期刊
EXPERT REVIEW OF PHARMACOECONOMICS & OUTCOMES RESEARCH
卷 13, 期 3, 页码 407-414出版社
TAYLOR & FRANCIS LTD
DOI: 10.1586/ERP.13.24
关键词
adalimumab; anti-TNF drugs; clinical practice; etanercept; infliximab; modified doses; patient-year cost; rheumatoid arthritis
Rheumatoid arthritis (RA) is a chronic systemic disease that leads to increases in health system economic burden through direct and indirect costs, including chronic treatment, reduced productivity and premature mortality.
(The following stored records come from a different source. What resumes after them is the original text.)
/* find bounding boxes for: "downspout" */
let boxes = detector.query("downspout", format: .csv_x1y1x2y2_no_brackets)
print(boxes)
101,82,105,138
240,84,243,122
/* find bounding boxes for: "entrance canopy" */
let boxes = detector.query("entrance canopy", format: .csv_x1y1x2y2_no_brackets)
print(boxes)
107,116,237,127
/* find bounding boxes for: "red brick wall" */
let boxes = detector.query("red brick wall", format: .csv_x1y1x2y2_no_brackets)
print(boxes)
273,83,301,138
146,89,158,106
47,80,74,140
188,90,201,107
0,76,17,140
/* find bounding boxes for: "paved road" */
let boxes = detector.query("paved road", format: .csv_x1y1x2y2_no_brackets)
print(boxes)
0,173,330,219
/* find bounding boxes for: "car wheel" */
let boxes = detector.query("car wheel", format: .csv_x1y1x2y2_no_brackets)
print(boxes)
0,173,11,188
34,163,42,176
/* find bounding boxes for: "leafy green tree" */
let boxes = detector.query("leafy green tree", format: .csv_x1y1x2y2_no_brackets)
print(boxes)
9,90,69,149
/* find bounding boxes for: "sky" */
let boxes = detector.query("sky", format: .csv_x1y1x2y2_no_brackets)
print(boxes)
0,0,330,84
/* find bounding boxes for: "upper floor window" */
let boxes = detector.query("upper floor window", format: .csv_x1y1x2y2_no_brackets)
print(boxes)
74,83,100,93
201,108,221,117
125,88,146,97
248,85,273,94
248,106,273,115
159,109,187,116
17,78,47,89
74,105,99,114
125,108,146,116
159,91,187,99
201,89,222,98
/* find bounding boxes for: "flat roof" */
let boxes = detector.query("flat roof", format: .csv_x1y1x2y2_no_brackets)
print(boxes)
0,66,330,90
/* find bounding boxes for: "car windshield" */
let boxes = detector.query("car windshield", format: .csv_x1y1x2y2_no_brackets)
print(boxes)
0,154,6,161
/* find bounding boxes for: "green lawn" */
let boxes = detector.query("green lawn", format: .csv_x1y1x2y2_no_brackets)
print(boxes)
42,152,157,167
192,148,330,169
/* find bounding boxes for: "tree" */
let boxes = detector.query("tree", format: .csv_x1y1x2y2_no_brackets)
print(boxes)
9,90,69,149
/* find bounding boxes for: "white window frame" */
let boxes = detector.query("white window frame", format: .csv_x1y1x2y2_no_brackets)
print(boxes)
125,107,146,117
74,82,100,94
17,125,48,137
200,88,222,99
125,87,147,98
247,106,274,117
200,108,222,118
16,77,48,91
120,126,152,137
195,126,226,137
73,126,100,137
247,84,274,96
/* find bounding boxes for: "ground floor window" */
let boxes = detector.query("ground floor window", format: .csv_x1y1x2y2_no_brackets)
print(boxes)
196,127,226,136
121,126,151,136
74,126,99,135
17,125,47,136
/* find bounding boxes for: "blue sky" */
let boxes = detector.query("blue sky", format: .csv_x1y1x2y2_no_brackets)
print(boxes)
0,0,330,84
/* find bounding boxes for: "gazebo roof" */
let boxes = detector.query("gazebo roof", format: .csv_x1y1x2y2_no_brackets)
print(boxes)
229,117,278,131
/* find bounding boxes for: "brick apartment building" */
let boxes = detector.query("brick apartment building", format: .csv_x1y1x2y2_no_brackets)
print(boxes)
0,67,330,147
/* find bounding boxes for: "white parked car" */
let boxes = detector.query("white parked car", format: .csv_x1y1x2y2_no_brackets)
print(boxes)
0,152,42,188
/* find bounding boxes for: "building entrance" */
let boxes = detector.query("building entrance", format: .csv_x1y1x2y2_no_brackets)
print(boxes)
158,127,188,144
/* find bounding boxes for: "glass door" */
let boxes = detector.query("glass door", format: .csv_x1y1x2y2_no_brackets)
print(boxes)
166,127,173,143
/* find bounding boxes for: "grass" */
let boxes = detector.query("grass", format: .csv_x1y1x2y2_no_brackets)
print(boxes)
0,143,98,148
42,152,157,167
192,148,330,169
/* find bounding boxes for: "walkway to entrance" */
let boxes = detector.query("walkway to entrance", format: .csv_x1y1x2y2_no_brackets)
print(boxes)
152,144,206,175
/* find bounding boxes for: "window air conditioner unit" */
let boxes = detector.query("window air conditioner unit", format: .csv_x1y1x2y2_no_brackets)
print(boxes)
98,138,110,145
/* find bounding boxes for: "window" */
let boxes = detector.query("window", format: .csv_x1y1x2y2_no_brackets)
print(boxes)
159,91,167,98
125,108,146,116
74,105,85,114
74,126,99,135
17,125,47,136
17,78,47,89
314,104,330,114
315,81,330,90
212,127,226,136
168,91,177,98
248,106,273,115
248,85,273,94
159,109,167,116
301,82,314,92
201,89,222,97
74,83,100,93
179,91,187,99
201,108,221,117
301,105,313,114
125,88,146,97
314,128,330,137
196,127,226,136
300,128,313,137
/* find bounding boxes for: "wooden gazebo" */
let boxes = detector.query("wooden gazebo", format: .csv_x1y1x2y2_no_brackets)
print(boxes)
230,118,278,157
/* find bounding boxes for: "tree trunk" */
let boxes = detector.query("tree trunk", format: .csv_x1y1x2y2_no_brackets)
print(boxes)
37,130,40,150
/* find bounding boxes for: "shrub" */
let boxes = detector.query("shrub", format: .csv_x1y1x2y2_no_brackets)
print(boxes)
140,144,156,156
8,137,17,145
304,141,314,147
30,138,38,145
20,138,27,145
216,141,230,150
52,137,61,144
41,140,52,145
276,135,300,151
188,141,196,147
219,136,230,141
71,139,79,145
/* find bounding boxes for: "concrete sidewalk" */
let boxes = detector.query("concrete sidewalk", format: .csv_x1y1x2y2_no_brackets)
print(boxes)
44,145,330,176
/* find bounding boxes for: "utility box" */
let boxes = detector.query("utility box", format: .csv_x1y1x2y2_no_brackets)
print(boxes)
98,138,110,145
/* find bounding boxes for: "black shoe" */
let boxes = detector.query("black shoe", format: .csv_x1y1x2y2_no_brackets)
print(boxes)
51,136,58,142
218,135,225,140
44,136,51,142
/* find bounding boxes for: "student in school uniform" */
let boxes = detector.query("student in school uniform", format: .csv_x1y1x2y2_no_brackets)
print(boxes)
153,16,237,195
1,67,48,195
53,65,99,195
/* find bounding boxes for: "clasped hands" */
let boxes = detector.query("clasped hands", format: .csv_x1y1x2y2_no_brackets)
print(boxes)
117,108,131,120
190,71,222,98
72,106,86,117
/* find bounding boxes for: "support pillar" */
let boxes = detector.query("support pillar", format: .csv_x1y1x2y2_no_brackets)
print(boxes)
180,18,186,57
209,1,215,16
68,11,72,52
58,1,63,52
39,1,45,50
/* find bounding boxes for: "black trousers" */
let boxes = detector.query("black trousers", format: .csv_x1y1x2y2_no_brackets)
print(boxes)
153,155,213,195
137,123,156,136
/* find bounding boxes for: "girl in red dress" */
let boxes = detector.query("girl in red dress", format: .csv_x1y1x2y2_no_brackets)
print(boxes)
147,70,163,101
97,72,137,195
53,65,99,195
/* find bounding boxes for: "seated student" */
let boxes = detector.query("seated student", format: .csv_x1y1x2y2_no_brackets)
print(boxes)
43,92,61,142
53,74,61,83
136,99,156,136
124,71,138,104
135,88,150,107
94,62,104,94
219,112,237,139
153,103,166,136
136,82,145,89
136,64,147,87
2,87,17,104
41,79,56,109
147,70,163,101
Anti-TNF agents have represented a major advance in the treatment of RA. The most commonly used (adalimumab, etanercept and infliximab) have demonstrated their cost-effectiveness at label doses. However, physicians may need to adapt the treatment by increasing the dose when a drug is not effective enough or by reducing it when there is a sustained effectiveness. In a cross-sectional study conducted in our hospital in which information from RA patients treated with anti-TNF drugs under conventional and modified doses were collected, the authors analyzed the costs of the medication in order to estimate the mean patient-year cost, the annual costs related to clinical efficacy and the cost per responder patient to anti-TNF treatment when dosage modification is undertaken in daily clinical practice.